External Electric Resistance Heating (Conventional) This method involves converting electricity to heat using separate heating elements, which then transfer that heat to the storage medium. Systems like Rondo Energy’s Heat Battery or smaller-scale prototypes use external heating elements. Nichrome heating coils/wires are commonly used as resistive electric heaters. These coils are installed within an air duct adjacent to the firebrick assembly. The coils heat up using electricity according to Joule’s Law. Axial fans or blowers ensure constant airflow and heat distribution (forced convection). The heated air or gas passes through channels or gaps in the firebricks, transferring the heat to the solid media. Rondo's system charges through electric heating elements embedded within the TES bricks, primarily via radiative heating. No air flow is needed during charging, though limited flows might be introduced to improve heat transfer and thermal distribution.

Other Charging Mechanisms TES systems outside the electrified solid media sphere utilize different energy inputs. In CSP plants, the molten salts (which serve as both the heat transfer fluid and storage medium) are charged by collecting thermal energy from solar radiation concentrated by parabolic trough collectors or heliostats. The thermal energy collected by the heat transfer fluid is then transported to the molten salt storage tanks, raising the salt temperature. Some commercial solid media TES units offer flexibility by being charged either thermally via embedded HTF pipes or electrically via embedded resistive electric heaters. Some emerging TES technologies (often referred to as Carnot Batteries or pumped heat storage) use a heat pump cycle during charging to capture low-grade heat from a cold TES and upgrade it to a higher temperature, transferring it to the hot TES. This approach offers higher charging efficiencies than simple resistive electric heaters

Heat Retention and Insulation Architecture

The architecture for heat retention and insulation in modern TES systems, particularly those using solid media like firebricks and particles, is critical for minimizing heat loss and ensuring the system can reliably discharge high-temperature heat over extended periods. This architecture involves selecting appropriate low-conductivity materials, arranging the heat-storing media strategically, and designing containment structures to manage both temperature and mechanical stress.

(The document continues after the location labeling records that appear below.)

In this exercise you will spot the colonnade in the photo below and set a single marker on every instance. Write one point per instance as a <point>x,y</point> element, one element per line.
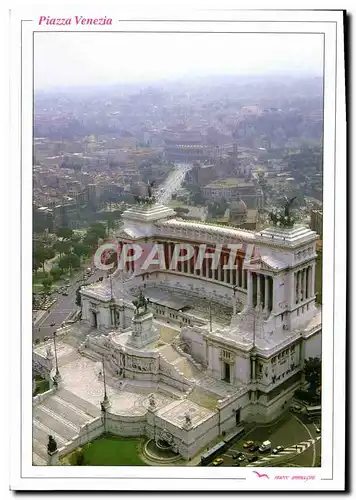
<point>304,284</point>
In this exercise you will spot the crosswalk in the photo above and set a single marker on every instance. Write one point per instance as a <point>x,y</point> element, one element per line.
<point>297,448</point>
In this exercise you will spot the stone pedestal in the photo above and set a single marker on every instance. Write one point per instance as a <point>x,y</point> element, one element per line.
<point>143,331</point>
<point>52,458</point>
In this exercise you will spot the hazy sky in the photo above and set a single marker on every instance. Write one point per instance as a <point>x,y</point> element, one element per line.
<point>66,59</point>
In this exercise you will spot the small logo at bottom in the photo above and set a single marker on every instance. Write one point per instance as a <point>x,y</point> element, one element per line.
<point>261,475</point>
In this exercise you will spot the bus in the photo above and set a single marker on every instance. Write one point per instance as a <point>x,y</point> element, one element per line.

Architecture for Solid Media Storage (Firebricks and Particles) The common goal for firebrick and particle TES systems is to store heat (sensible heat) by raising the temperature of a solid medium, and the insulation architecture is designed to minimize thermal losses through conduction, convection, and radiation.

Core Components and Material Selection The insulation architecture relies on using materials with opposing functions: dense, high-heat-capacity materials for storage and light, low-thermal-conductivity materials for insulation. The materials chosen for storing heat must have a high specific heat and high density so they can absorb a large amount of energy with little temperature increase, along with high melting points to withstand high temperatures. Firebricks (refractory bricks) are commonly made of ceramic materials containing combinations of alumina, silica, magnesia, and chromia. Examples include alumina and magnesia due to their specific heat and density characteristics. The insulating layers must also withstand high temperatures but possess low thermal conductivities to prevent rapid heat loss to the outside. Silica is regularly used in insulating firebricks because it has a low thermal conductivity. Common types of insulating firebricks include alumina silicate bricks and calcium silicate bricks. Insulating Firebricks are often used to surround the heat-storing firebricks. Rockwool board insulation is used for external containment due to its high thermal performance, non-combustibility, and low thermal conductivity.

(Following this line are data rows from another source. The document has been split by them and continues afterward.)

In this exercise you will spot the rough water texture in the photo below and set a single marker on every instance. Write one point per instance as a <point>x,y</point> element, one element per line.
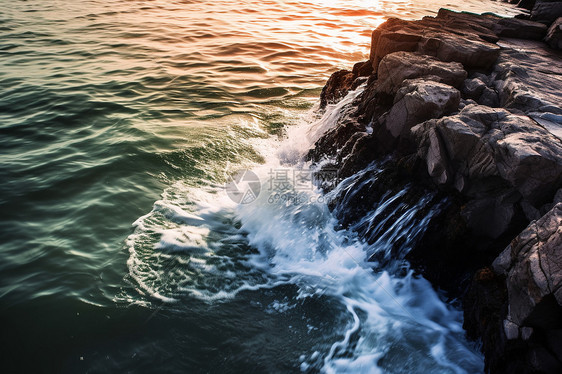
<point>469,105</point>
<point>120,250</point>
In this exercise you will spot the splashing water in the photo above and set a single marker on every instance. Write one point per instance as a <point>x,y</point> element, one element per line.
<point>208,248</point>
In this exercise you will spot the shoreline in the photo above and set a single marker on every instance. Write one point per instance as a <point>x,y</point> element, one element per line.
<point>469,106</point>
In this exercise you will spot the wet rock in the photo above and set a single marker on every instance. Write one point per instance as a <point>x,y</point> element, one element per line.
<point>419,100</point>
<point>529,77</point>
<point>426,38</point>
<point>396,67</point>
<point>337,87</point>
<point>483,142</point>
<point>554,34</point>
<point>472,88</point>
<point>494,157</point>
<point>499,26</point>
<point>489,97</point>
<point>532,264</point>
<point>546,12</point>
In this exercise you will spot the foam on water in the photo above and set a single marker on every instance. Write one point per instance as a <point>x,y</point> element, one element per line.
<point>205,246</point>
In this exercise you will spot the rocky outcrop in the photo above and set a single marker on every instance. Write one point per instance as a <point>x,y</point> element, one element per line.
<point>554,34</point>
<point>469,105</point>
<point>517,304</point>
<point>546,12</point>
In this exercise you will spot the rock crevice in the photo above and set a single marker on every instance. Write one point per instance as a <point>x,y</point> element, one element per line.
<point>470,105</point>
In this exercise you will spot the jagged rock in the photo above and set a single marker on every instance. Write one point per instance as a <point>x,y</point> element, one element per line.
<point>499,26</point>
<point>504,163</point>
<point>337,87</point>
<point>554,34</point>
<point>419,100</point>
<point>396,67</point>
<point>532,264</point>
<point>532,267</point>
<point>397,35</point>
<point>472,88</point>
<point>489,98</point>
<point>529,77</point>
<point>546,12</point>
<point>491,150</point>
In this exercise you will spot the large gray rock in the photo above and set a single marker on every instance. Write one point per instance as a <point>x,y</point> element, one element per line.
<point>496,158</point>
<point>396,67</point>
<point>419,100</point>
<point>529,77</point>
<point>532,265</point>
<point>554,34</point>
<point>491,23</point>
<point>546,12</point>
<point>425,37</point>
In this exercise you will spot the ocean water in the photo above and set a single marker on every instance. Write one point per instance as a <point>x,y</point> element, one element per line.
<point>120,123</point>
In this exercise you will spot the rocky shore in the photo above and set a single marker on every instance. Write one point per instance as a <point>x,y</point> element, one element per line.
<point>470,106</point>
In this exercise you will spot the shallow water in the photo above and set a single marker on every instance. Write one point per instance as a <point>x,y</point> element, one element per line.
<point>120,121</point>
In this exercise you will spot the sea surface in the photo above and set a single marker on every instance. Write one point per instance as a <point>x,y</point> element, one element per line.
<point>120,250</point>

Structural and Containment Design The storage medium is housed within an enclosure designed to maintain structural integrity under high temperatures while preserving thermal energy. The refractory bricks or particles are surrounded by conventional insulation and often a steel container to further reduce heat loss and accommodate thermal expansion of the firebrick. In particle storage systems, the particles are held in insulated concrete silos. The silo uses concrete with internal layers of refractory insulation liners. In large-scale silo designs, the containment wall consists of multiple layers to keep the outer concrete wall below its thermal allowance. An inner lining of strong refractory material provides erosion resistance. Multiple insulation layers follow, typically including low-density refractory layer, calcium silicate, and the outer concrete wall. Specialized installation is required, especially in high-temperature environments. For tall silos, large refractory blocks can be fabricated and stacked to form a modular insulation layer.

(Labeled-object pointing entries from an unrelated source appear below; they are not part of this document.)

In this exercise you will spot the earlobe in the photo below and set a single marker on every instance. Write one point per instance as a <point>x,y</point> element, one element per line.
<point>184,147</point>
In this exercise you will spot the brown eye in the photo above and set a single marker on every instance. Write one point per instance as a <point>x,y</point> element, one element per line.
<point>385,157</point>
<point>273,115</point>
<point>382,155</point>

Airflow and Heat Transfer Management The internal arrangement of the firebricks is designed to optimize both charging efficiency and heat retention. Firebricks are organized in a pattern that allows air to flow through channels. The use of static solid media (such as particles in a silo) creates a self-insulating layer that reduces thermal conduction during the storage period. This is a major advantage over liquid storage media where free convection can induce mixing and cause greater heat loss. The efficacy of the insulation and architecture is quantified by the heat loss rate. For the Rondo RHB300 heat battery, the assumed daily heat loss rate is 1% per day, attributed to insulating the firebricks and recycling air during heat delivery.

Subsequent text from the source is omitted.